Dante permanecía inmóvil frente a ella, observando y percibiendo el pánico que le invadía.

— No hagas rabietas. Deberías agradecerlo. Ni siquiera te vas a dar cuenta.

Se volvió colérica— ¡¿Y por qué te molestas en armar todo esto?! ¡¿Por qué no simplemente me acuchillas y ya?! Maldita sea —gruñó.

— No puedo. Es más complejo de lo que crees, el dolor haría que reencarnaras otra vez —«¿Otra vez?»—. Además, disfruto demasiado viendo cómo te exasperas.

Se quedó en la habitación unos minutos más, solo para asegurarse de que no encontraría la forma de liberarse por su cuenta. Era imposible, la firmeza de los nudos era tanta que le dejaría marca, y si los ajustaba aún más, temía cortarle la circulación de las manos. Así que permaneció allí, porque él jamás la habría subestimado.

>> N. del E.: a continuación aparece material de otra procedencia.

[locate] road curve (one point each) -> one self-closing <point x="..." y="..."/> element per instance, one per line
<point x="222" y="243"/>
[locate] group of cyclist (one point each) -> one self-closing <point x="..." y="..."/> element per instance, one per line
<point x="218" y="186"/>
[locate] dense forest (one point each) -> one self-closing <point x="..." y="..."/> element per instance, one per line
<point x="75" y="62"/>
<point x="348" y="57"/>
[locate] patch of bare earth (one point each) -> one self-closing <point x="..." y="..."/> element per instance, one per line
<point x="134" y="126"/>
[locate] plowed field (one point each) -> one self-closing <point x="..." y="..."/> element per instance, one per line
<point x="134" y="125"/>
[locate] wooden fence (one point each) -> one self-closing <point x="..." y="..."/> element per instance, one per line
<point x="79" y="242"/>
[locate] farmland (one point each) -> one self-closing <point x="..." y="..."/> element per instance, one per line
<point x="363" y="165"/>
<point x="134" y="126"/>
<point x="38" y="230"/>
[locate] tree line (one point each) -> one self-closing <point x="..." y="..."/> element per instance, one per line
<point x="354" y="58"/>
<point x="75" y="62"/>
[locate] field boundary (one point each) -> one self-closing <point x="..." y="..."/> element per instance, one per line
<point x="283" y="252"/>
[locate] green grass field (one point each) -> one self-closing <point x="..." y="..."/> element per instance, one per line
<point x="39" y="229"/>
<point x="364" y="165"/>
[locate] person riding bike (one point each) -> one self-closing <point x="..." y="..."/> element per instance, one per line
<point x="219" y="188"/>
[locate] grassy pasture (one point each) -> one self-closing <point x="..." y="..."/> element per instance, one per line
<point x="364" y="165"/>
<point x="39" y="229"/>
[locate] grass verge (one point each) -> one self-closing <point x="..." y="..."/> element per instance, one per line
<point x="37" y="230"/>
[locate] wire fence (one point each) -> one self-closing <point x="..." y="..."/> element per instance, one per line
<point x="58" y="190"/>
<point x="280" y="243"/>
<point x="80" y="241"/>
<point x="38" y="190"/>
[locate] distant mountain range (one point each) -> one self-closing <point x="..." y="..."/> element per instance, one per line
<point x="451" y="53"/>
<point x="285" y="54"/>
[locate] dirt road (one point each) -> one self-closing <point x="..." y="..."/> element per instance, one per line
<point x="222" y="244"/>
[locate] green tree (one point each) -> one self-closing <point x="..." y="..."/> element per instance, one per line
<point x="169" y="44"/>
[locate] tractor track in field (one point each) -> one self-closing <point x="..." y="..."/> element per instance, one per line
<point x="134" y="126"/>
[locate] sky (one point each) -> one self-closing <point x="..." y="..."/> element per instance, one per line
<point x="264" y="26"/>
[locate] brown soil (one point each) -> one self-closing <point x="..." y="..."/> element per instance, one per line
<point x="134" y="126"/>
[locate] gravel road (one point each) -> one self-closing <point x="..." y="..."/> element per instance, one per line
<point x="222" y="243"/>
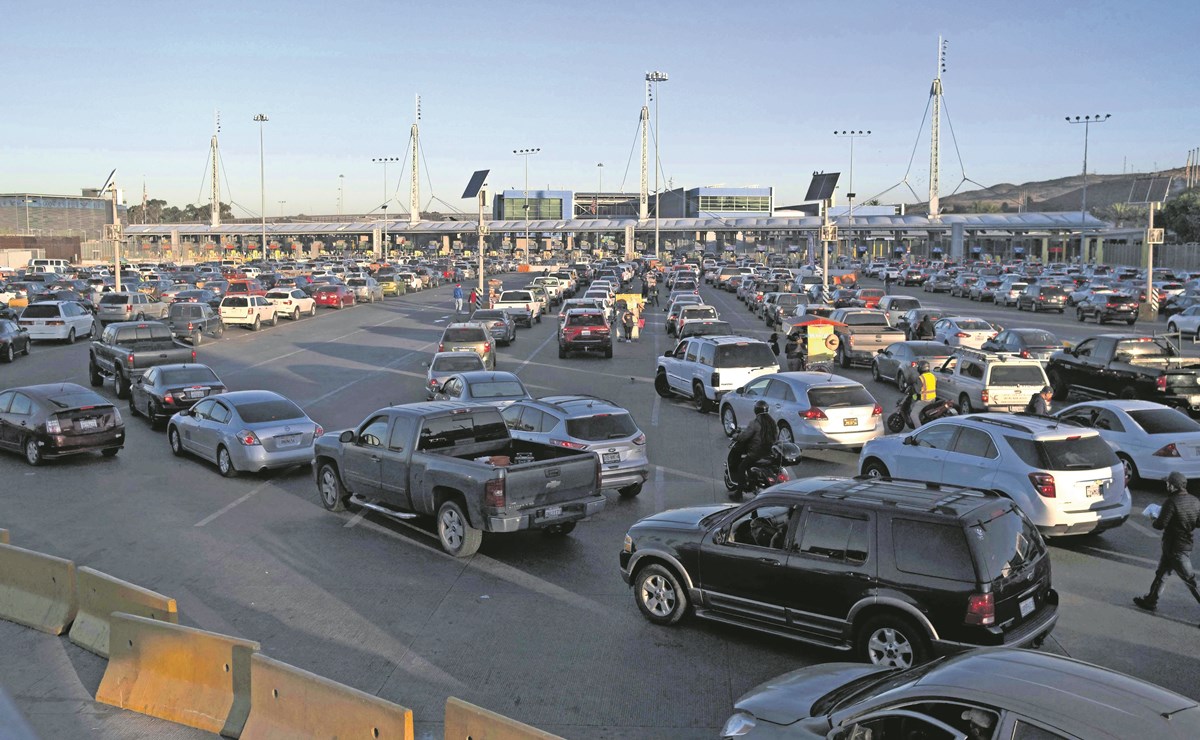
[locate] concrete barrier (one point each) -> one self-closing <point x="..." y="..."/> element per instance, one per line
<point x="181" y="674"/>
<point x="287" y="702"/>
<point x="100" y="595"/>
<point x="36" y="590"/>
<point x="469" y="722"/>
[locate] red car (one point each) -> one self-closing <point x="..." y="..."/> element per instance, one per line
<point x="334" y="296"/>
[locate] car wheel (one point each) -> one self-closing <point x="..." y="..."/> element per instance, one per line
<point x="455" y="533"/>
<point x="661" y="386"/>
<point x="893" y="642"/>
<point x="876" y="469"/>
<point x="729" y="420"/>
<point x="629" y="492"/>
<point x="33" y="451"/>
<point x="225" y="463"/>
<point x="659" y="595"/>
<point x="329" y="486"/>
<point x="177" y="444"/>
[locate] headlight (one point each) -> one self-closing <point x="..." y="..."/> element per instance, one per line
<point x="741" y="723"/>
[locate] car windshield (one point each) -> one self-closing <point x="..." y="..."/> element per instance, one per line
<point x="497" y="389"/>
<point x="744" y="354"/>
<point x="189" y="374"/>
<point x="276" y="409"/>
<point x="1005" y="543"/>
<point x="1018" y="374"/>
<point x="841" y="396"/>
<point x="601" y="426"/>
<point x="1164" y="421"/>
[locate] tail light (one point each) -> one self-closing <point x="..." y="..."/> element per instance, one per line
<point x="493" y="493"/>
<point x="981" y="609"/>
<point x="1043" y="482"/>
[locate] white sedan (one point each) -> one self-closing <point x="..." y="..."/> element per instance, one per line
<point x="291" y="302"/>
<point x="1151" y="439"/>
<point x="964" y="331"/>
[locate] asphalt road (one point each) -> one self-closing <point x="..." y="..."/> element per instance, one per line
<point x="535" y="627"/>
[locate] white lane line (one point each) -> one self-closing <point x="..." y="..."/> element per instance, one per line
<point x="232" y="504"/>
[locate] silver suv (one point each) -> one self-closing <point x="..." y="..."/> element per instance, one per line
<point x="586" y="423"/>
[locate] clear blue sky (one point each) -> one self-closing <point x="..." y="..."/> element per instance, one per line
<point x="756" y="90"/>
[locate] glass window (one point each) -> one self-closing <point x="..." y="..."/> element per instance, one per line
<point x="937" y="551"/>
<point x="835" y="537"/>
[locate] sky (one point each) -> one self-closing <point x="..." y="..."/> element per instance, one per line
<point x="755" y="92"/>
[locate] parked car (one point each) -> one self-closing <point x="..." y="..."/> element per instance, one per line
<point x="1021" y="695"/>
<point x="809" y="559"/>
<point x="163" y="390"/>
<point x="55" y="420"/>
<point x="60" y="320"/>
<point x="810" y="409"/>
<point x="1067" y="480"/>
<point x="586" y="423"/>
<point x="250" y="311"/>
<point x="245" y="432"/>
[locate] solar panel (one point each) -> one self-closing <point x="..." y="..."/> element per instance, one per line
<point x="822" y="186"/>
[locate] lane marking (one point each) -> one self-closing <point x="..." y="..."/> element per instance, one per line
<point x="233" y="504"/>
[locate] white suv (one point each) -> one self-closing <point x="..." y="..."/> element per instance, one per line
<point x="251" y="311"/>
<point x="705" y="368"/>
<point x="1066" y="479"/>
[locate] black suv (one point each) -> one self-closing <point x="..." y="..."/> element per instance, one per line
<point x="1108" y="307"/>
<point x="894" y="570"/>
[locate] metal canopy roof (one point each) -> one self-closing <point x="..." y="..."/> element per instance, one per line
<point x="973" y="222"/>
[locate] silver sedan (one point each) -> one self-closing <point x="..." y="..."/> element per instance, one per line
<point x="245" y="431"/>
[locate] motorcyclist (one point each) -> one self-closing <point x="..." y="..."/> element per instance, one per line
<point x="924" y="391"/>
<point x="755" y="441"/>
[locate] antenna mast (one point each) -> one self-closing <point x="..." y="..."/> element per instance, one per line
<point x="935" y="143"/>
<point x="414" y="196"/>
<point x="216" y="179"/>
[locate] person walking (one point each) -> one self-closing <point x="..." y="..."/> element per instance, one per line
<point x="1179" y="517"/>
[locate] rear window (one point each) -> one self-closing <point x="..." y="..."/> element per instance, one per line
<point x="465" y="335"/>
<point x="1081" y="452"/>
<point x="1018" y="374"/>
<point x="190" y="374"/>
<point x="833" y="397"/>
<point x="1164" y="421"/>
<point x="277" y="409"/>
<point x="751" y="354"/>
<point x="601" y="426"/>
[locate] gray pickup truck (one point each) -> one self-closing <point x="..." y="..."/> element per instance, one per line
<point x="456" y="462"/>
<point x="127" y="349"/>
<point x="865" y="332"/>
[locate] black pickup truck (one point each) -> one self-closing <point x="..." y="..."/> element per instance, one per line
<point x="1127" y="366"/>
<point x="127" y="349"/>
<point x="456" y="462"/>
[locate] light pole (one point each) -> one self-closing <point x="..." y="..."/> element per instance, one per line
<point x="850" y="193"/>
<point x="655" y="78"/>
<point x="262" y="181"/>
<point x="526" y="154"/>
<point x="385" y="198"/>
<point x="1087" y="120"/>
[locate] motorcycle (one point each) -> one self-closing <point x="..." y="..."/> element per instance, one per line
<point x="778" y="468"/>
<point x="901" y="417"/>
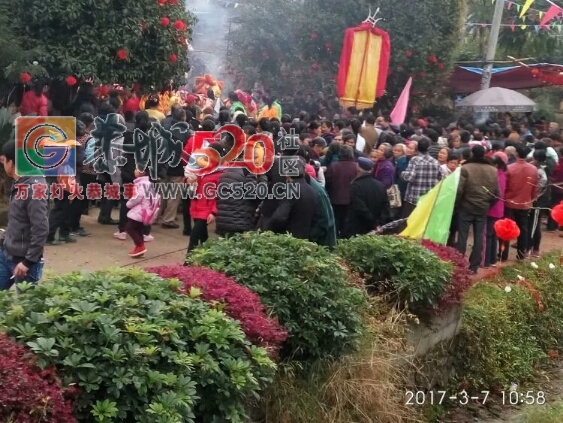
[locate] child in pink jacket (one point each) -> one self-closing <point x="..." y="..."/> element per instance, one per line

A su vez, Melisa no tardó en sentir los efectos iniciales. Era verdad que no sentiría dolor al morir, pero la cabeza le empezaba a molestar y tiempo después un leve mareo nublaría sus sentidos, perdía el control de su cuerpo y eso le aterrorizaba.

Dante no salió de la habitación sino hasta que Melisa estuvo lo suficientemente atolondrada. Sabía que igualmente tendría que espererar al menos una hora más para que las reservas de oxígeno de su cerebro se agotaran y el monóxido hiciera su trabajo.

Cuando se marchó, cerró la puerta tras de él, fue el último sonido reconocible que registraron los oídos de Mel.